Our Centre has a long and colourful history, which began in 1956, when the first post-war Polish language summer course was held at the University of Warsaw. The participants of the course were foreign Polonists and Slavists from 15 countries. In this way the University referred to the events that took place a quarter of a century earlier, in 1931, when a monthly summer course of Polish language and Polish culture for foreigners was organised for the first time in the re-born Republic of Poland (at the Jagiellonian University). The University of Warsaw organised or co-organised all of the summer courses in the 1930s.
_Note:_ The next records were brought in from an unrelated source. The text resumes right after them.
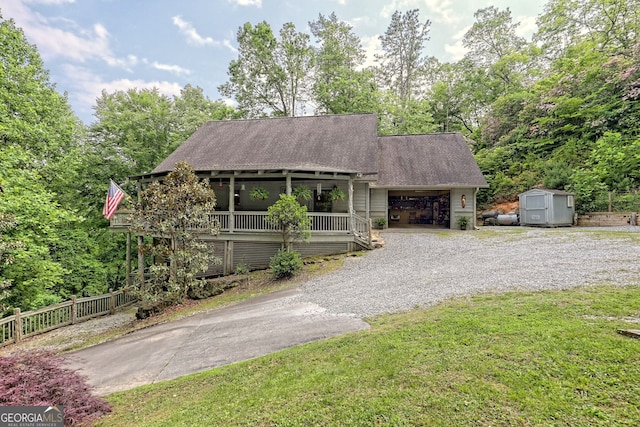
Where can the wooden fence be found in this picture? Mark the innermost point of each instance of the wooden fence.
(22, 325)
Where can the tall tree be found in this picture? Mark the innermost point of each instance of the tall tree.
(33, 115)
(269, 77)
(401, 62)
(611, 25)
(340, 86)
(173, 210)
(495, 48)
(192, 108)
(137, 127)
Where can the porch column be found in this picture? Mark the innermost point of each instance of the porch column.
(232, 203)
(289, 190)
(141, 262)
(350, 184)
(128, 267)
(351, 212)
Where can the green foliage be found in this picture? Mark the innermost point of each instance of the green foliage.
(336, 193)
(269, 76)
(175, 211)
(521, 359)
(302, 193)
(557, 176)
(340, 86)
(291, 218)
(259, 193)
(286, 263)
(616, 161)
(56, 258)
(401, 62)
(590, 192)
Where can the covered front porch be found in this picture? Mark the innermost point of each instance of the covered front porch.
(247, 238)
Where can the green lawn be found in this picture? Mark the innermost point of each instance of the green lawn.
(519, 359)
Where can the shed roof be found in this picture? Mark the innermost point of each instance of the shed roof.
(441, 159)
(544, 190)
(336, 143)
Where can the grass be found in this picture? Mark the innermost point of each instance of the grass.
(520, 359)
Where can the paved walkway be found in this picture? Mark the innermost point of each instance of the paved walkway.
(209, 339)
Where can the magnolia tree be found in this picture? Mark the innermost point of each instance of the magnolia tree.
(291, 218)
(176, 211)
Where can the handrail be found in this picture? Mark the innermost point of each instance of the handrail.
(250, 221)
(21, 325)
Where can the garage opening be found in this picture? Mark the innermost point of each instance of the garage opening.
(419, 209)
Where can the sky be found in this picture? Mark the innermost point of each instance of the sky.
(94, 45)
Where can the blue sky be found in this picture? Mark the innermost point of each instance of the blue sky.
(91, 45)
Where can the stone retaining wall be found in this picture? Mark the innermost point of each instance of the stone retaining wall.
(607, 219)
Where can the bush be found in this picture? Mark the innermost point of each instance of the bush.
(286, 264)
(37, 378)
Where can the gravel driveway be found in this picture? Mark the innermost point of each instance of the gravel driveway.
(424, 268)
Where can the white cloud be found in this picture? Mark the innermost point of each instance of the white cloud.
(86, 87)
(527, 26)
(257, 3)
(371, 46)
(457, 50)
(442, 11)
(50, 1)
(194, 38)
(79, 45)
(175, 69)
(192, 35)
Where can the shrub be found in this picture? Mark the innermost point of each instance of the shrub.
(285, 264)
(37, 378)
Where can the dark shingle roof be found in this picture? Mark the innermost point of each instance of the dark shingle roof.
(442, 159)
(332, 143)
(335, 143)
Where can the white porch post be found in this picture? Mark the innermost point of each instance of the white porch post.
(232, 203)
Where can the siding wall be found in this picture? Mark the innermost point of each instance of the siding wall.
(379, 203)
(457, 210)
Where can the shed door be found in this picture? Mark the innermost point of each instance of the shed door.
(535, 211)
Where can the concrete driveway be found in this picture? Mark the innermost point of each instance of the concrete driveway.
(213, 338)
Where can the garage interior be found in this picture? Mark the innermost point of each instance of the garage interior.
(419, 209)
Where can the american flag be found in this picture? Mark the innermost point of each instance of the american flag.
(114, 197)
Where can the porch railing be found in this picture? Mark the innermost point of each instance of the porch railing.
(21, 325)
(246, 221)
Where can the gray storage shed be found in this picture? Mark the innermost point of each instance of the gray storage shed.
(546, 208)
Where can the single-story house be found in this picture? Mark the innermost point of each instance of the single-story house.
(407, 180)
The name “Polonicum” has been functioning at the University of Warsaw since 1960. It is worth remembering that fact, as this unique latinism is also used by other companies for their own commercial purposes. Our centre has been fulfilling its mission for many decades, regardless of the structural changes that our University has been going through. Regardless of whether we have acted as a “post-secondary school”, “institute” or “center”, we have always worked for the benefit of the enthusiasts of the Polish language and Polishness coming from all parts of the world – and always as “Polonicum”.

Our students

Among our students, there are foreigners studying at different faculties at the University of Warsaw and at other higher education institutions in Warsaw, students coming to Poland in the framework of the Erasmus+ programme, scholarship holders, grant beneficiaries, persons doing one-year or several-month-long scientific internships, Polish Government scholarship holders, representatives of Polish diasporas abroad, and many others interested in the Polish language and culture of our country. The “Polonicum” courses are also taken by foreigners who are not formally associated with any university: employees of international companies and institutions, diplomats, members of their families, foreign spouses of Polish citizens, adult children of Polish diaspora families abroad, persons applying for the right of residence in Poland or for Polish citizenship.